He then set his sights on the New York Times itself, in particular, Binyamin Appelbaum, the bearded Bond villain who grilled Pete Buttigieg over Canadian bread prices and became an instant meme:
‘I want to give you an example of the problem here. A few weeks ago, Binyamin Appelbaum, an economics writer for the New York Times, posted a snarky tweet about how LSU canceled classes for the National Championship game. And then he said, do the “Warren/Sanders free public college proposals include LSU, or would it only apply to actual schools?” You know how fucking patronizing that is to people in the South or in the middle of the country? First, LSU has an unusually high graduation rate, but that’s not the point. It’s the goddamn smugness. This is from a guy who lives in New York and serves on the Times editorial board and there’s not a single person he knows that doesn’t pat him on the back for that kind of tweet. He’s so fucking smart. Appelbaum doesn’t speak for the Democratic party, but he does represent the urbanist mindset. We can’t win the Senate by looking down at people. The Democratic party has to drive a narrative that doesn’t give off vapors that we’re smarter than everyone or culturally arrogant.’

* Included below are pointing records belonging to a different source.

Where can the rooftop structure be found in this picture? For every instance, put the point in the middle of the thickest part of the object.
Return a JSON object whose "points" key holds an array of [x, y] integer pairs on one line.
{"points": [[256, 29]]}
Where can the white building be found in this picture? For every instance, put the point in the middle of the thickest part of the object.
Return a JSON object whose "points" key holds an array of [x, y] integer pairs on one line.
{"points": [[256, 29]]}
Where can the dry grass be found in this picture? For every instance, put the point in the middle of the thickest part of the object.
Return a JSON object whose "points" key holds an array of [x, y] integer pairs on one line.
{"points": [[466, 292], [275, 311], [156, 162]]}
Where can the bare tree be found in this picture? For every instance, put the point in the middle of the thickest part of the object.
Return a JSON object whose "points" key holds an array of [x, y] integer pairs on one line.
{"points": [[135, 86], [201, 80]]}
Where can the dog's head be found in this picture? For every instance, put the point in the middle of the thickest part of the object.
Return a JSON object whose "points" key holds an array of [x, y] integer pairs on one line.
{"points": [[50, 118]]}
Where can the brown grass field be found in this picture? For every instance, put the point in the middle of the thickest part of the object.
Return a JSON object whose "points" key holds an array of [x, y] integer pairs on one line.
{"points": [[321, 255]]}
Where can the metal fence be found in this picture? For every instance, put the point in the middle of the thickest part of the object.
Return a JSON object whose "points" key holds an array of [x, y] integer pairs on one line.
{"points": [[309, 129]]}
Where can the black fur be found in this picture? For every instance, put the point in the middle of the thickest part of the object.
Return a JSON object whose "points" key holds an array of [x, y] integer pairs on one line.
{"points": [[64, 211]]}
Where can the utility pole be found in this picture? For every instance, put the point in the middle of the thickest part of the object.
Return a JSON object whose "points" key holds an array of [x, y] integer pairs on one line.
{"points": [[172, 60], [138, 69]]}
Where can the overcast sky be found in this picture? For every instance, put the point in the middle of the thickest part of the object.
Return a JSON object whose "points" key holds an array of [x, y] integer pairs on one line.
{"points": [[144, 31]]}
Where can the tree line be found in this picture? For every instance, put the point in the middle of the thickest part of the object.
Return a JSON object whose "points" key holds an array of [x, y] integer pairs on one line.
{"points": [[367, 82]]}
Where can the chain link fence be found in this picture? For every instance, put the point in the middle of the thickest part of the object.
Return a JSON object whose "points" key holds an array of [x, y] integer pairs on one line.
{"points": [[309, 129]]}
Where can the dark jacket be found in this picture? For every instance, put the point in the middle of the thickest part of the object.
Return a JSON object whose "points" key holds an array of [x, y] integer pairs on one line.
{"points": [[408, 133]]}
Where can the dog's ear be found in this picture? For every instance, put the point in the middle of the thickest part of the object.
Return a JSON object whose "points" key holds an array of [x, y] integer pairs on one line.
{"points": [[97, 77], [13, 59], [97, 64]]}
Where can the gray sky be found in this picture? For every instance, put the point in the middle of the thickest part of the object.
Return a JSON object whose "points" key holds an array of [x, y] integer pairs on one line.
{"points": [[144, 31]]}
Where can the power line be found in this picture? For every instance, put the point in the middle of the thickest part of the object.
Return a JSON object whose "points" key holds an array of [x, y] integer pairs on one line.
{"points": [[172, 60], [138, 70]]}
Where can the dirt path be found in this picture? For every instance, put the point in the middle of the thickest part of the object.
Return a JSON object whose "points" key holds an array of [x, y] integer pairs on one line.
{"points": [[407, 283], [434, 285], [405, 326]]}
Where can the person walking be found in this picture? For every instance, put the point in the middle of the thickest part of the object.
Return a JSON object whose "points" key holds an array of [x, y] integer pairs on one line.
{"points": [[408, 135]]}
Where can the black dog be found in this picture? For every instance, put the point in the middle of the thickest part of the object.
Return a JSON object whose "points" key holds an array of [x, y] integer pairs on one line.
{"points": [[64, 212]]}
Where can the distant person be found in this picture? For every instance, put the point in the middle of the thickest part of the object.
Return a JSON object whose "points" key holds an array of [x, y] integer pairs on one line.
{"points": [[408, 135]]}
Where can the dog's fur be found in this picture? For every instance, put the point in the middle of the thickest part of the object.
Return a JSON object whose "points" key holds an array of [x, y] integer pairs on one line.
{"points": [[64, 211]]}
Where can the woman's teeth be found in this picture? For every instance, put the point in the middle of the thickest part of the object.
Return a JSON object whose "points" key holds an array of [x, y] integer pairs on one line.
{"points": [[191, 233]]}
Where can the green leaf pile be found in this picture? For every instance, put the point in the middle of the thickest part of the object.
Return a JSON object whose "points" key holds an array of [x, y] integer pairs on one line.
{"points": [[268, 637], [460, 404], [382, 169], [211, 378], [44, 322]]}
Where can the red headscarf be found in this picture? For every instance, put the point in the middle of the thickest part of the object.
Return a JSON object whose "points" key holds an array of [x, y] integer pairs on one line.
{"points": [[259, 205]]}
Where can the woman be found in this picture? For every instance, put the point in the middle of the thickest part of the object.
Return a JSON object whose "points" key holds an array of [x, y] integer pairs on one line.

Carville was almost immediately excoriated by hoards of online Chapo-Bernie bros, but something tells me that the guy who got that Arkansas hillbilly elected president after 12 years of Republican rule knows a bit more about how to win elections and capture hearts. He is absolutely right about the cultural state of his party and its supportive media, as evidenced by Don Lemon, Rick Wilson and Wajahat Ali on CNN poking the yokels outside of New York City. Carville is right to call his party to task for pushing the woke issue of the day on Twitter instead of discussing real problems real people are facing.
The problem for James Carville, though, is he’s also to blame for the state of the party. He fostered a reputation for years as an underhanded and ruthless political operative; a sort of Roger Stone or Steve Bannon of the left. This is the same James Carville who defended Bill Clinton with the famous line about dragging a dollar bill through a trailer park — a reference to Paula Jones filing suit against Clinton which ultimately led to a special prosecutor and impeachment. Carville was a staunch ‘defend at all costs’ Clintonista that helped weaponize a media narrative against accusers such as Jones, and victims such as Monica Lewinsky.
Carville himself occupies a warm spot on the straight line of history that can be traced from the Clinton presidency to the Trump presidency, and much of how Trump was defended over the course of his impeachment by his party and his base is taken straight from the Clinton playbook. He’s a key figure in the coarsening of American politics, and a reason why the tribes fight to the death online over the conch on Twitter on a daily basis.
In 2016, Carville acted as a volunteer surrogate for Hillary Clinton, rebuffing everything from the Clinton Foundation’s shady associations to Hillary spilling classified information from an unsecured private server.